Thursday, 15 September 2011

Southern Seas (1979)

The most talented crime writer in Spain, Manuel Vazquez Montalban (1939-2003) was the creator of a well known figure, not only in his home country: sarcastic, eficient, untidy, nihilistic, gourmand and somewhat politically incorrect Pepe Carvalho. The detective was the main character in a series of acclaimed novels that Vázquez Montalbán set up mainly in Barcelona throughout three decades and three different political periods in Spain: the 1970s, 1980s and 1990s.

Southern Seas (1979) is, to many, his best Carvalho novel. Winner of the Planeta prize that year, the narration introduces us to the turbulent Barcelona of the strict center of the Spanish Transition years. Those that took Spain away from a 40-year dictatorship into a long sought after democracy.

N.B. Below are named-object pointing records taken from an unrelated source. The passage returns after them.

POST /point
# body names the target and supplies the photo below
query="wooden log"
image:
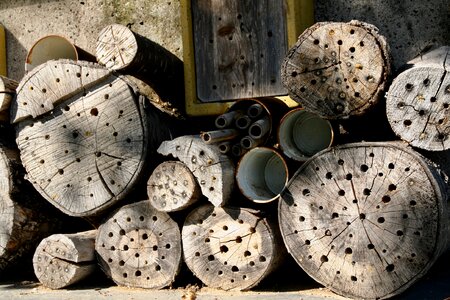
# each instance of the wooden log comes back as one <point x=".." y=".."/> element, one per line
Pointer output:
<point x="336" y="70"/>
<point x="212" y="169"/>
<point x="24" y="222"/>
<point x="230" y="248"/>
<point x="85" y="137"/>
<point x="121" y="49"/>
<point x="366" y="220"/>
<point x="61" y="260"/>
<point x="418" y="101"/>
<point x="139" y="246"/>
<point x="172" y="187"/>
<point x="7" y="93"/>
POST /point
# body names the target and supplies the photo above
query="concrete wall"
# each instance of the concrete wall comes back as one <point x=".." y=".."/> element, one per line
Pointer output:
<point x="409" y="25"/>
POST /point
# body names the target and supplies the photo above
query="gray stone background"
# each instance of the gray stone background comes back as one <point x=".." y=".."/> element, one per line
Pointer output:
<point x="410" y="26"/>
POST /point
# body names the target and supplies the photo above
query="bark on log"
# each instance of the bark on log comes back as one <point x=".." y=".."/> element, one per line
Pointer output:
<point x="139" y="246"/>
<point x="61" y="260"/>
<point x="84" y="136"/>
<point x="230" y="248"/>
<point x="23" y="222"/>
<point x="418" y="101"/>
<point x="336" y="70"/>
<point x="214" y="171"/>
<point x="366" y="220"/>
<point x="7" y="93"/>
<point x="119" y="48"/>
<point x="172" y="187"/>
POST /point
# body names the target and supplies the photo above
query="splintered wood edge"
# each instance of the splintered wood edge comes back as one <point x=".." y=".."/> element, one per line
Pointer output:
<point x="213" y="170"/>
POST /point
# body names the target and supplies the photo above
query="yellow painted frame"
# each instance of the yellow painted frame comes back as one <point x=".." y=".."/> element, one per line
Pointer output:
<point x="299" y="16"/>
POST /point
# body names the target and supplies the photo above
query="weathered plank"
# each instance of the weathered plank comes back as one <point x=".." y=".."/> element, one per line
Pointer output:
<point x="121" y="49"/>
<point x="418" y="101"/>
<point x="239" y="47"/>
<point x="337" y="69"/>
<point x="86" y="148"/>
<point x="139" y="246"/>
<point x="213" y="170"/>
<point x="61" y="260"/>
<point x="366" y="220"/>
<point x="230" y="248"/>
<point x="172" y="187"/>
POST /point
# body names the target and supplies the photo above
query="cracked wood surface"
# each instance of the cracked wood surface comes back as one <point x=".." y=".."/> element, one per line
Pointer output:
<point x="366" y="220"/>
<point x="214" y="171"/>
<point x="230" y="248"/>
<point x="85" y="145"/>
<point x="64" y="259"/>
<point x="336" y="70"/>
<point x="418" y="101"/>
<point x="139" y="246"/>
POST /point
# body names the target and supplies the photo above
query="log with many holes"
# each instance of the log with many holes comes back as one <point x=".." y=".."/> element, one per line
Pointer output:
<point x="230" y="248"/>
<point x="23" y="221"/>
<point x="418" y="101"/>
<point x="337" y="69"/>
<point x="64" y="259"/>
<point x="121" y="49"/>
<point x="366" y="220"/>
<point x="83" y="135"/>
<point x="172" y="187"/>
<point x="139" y="246"/>
<point x="214" y="171"/>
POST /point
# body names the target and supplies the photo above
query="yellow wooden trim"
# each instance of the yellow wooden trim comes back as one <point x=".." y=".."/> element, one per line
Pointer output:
<point x="299" y="16"/>
<point x="3" y="70"/>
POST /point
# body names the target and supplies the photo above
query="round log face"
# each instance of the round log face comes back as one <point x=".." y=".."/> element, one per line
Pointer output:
<point x="363" y="220"/>
<point x="336" y="69"/>
<point x="418" y="105"/>
<point x="140" y="247"/>
<point x="227" y="248"/>
<point x="85" y="154"/>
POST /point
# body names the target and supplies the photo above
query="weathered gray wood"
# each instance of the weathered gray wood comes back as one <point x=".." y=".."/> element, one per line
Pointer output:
<point x="139" y="246"/>
<point x="23" y="222"/>
<point x="61" y="260"/>
<point x="230" y="248"/>
<point x="87" y="147"/>
<point x="366" y="220"/>
<point x="337" y="69"/>
<point x="172" y="187"/>
<point x="121" y="49"/>
<point x="214" y="171"/>
<point x="7" y="93"/>
<point x="239" y="47"/>
<point x="418" y="101"/>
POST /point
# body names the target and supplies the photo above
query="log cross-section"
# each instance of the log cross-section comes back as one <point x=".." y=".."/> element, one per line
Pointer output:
<point x="418" y="101"/>
<point x="337" y="69"/>
<point x="85" y="146"/>
<point x="230" y="248"/>
<point x="64" y="259"/>
<point x="366" y="220"/>
<point x="214" y="171"/>
<point x="139" y="246"/>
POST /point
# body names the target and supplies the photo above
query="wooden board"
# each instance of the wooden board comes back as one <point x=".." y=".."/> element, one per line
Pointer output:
<point x="366" y="220"/>
<point x="239" y="47"/>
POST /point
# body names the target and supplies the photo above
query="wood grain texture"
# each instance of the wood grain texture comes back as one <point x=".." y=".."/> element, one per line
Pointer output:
<point x="230" y="248"/>
<point x="418" y="101"/>
<point x="213" y="170"/>
<point x="337" y="69"/>
<point x="366" y="220"/>
<point x="139" y="246"/>
<point x="88" y="151"/>
<point x="61" y="260"/>
<point x="172" y="187"/>
<point x="239" y="47"/>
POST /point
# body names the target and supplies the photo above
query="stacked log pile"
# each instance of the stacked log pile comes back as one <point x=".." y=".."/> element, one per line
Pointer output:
<point x="366" y="219"/>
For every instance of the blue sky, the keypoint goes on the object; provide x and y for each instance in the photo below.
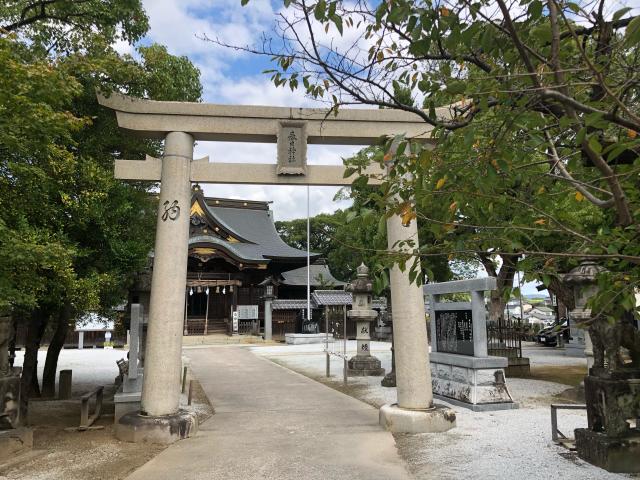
(233, 77)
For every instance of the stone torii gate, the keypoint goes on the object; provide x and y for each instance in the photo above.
(179, 124)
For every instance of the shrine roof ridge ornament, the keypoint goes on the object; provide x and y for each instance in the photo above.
(248, 123)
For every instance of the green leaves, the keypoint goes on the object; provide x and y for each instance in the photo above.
(632, 34)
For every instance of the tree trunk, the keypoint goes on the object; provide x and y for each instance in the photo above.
(53, 352)
(496, 304)
(29, 380)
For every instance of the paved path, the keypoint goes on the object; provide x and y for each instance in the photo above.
(271, 423)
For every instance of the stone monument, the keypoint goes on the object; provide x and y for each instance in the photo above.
(612, 386)
(463, 372)
(14, 439)
(127, 398)
(363, 364)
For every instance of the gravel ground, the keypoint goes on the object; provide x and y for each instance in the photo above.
(91, 366)
(95, 454)
(492, 445)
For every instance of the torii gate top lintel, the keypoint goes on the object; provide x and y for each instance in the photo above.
(291, 128)
(249, 123)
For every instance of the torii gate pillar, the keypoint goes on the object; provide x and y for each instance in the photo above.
(160, 419)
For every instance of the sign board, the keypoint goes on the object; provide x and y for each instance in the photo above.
(292, 148)
(454, 331)
(234, 320)
(247, 312)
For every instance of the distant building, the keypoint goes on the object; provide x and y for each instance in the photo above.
(541, 315)
(233, 248)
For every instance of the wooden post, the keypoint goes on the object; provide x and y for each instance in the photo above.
(64, 385)
(326, 336)
(186, 308)
(206, 315)
(344, 339)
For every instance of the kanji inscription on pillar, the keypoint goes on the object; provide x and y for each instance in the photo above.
(171, 211)
(292, 148)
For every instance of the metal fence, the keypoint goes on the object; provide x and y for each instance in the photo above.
(504, 338)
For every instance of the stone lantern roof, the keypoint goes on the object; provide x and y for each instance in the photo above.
(362, 283)
(584, 273)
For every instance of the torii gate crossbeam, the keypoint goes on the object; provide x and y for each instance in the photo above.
(180, 124)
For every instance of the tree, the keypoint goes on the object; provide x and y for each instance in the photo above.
(540, 93)
(80, 234)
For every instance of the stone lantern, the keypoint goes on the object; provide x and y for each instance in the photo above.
(363, 363)
(582, 281)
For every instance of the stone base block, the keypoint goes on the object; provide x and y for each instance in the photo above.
(399, 420)
(137, 428)
(368, 366)
(15, 442)
(10, 395)
(389, 379)
(304, 338)
(470, 381)
(125, 402)
(518, 367)
(618, 455)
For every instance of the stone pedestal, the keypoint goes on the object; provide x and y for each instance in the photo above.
(165, 429)
(618, 455)
(470, 382)
(364, 366)
(400, 420)
(10, 402)
(15, 442)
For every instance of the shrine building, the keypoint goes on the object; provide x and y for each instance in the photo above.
(234, 250)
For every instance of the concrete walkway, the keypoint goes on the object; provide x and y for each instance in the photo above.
(271, 423)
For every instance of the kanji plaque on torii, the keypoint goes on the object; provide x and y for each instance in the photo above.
(180, 124)
(292, 148)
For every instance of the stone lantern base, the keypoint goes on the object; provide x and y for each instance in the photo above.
(368, 366)
(137, 428)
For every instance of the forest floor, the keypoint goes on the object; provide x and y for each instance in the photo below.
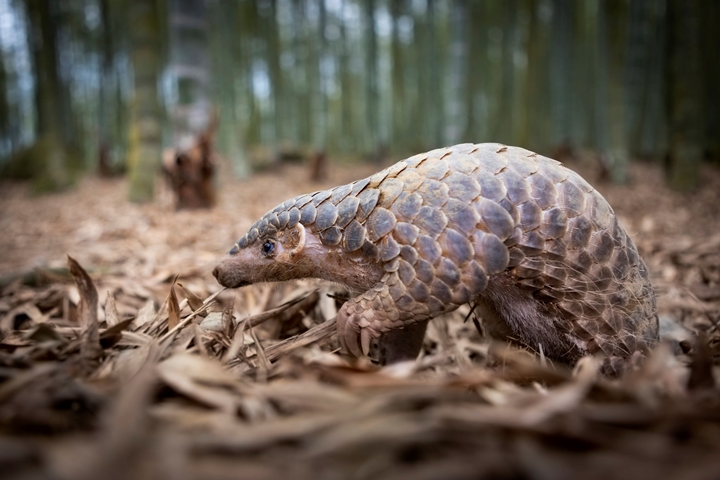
(118, 375)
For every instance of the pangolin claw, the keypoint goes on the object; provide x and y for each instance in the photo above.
(354, 338)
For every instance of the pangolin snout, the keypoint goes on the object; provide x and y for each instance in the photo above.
(226, 278)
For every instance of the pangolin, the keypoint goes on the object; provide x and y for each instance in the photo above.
(527, 241)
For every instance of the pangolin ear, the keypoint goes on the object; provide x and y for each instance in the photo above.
(293, 239)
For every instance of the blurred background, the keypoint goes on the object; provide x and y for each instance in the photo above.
(106, 85)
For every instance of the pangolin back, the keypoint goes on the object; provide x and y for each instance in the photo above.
(481, 223)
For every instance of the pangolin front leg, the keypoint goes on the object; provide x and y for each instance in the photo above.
(386, 312)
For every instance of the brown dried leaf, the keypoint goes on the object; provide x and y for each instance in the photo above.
(88, 309)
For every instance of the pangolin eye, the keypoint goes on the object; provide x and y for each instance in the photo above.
(267, 248)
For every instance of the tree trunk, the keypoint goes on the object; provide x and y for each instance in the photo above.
(371, 83)
(610, 99)
(50, 149)
(685, 96)
(224, 51)
(145, 126)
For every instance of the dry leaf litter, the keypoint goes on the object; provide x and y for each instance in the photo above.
(120, 357)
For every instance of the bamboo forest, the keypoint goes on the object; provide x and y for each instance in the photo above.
(86, 80)
(359, 239)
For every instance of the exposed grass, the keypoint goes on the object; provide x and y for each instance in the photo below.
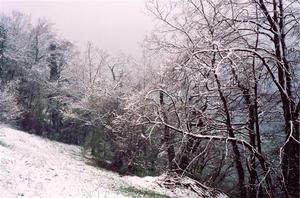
(3, 144)
(135, 192)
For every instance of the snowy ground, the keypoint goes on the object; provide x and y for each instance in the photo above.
(34, 167)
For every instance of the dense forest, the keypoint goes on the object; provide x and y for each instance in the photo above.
(216, 96)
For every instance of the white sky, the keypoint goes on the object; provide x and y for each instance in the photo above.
(113, 25)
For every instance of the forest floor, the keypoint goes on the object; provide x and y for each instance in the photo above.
(34, 167)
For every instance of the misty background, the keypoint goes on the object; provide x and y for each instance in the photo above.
(113, 25)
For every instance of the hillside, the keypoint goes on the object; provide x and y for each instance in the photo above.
(35, 167)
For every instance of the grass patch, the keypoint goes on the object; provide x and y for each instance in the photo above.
(3, 144)
(135, 192)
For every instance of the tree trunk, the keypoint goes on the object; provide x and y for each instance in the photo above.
(167, 135)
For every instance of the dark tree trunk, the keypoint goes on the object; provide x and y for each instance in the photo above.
(167, 135)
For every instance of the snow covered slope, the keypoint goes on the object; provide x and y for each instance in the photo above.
(31, 166)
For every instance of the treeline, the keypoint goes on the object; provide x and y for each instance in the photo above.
(215, 98)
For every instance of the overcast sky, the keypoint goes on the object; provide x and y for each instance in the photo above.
(113, 25)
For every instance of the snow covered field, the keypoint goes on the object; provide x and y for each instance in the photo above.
(33, 167)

The plot is a skillful one. The characters are vivid and discursive, with well achieved psychologies and motivations. But the main character is Barcelona itself, the Barcelona of that last year of the 1970s, with its social unrest, the nervoussness at the streets, the gesticulation of the engagés, the political debate, the ideological effervescence of a country at the crossroads.

Reading Southern Seas is like plunging into 1979 Barcelona and touch it with the fingers, living almost first hand a crucial time in Spain. Recreating in one´s mind the political past, while enjoying a well fitted, clever noir adventure.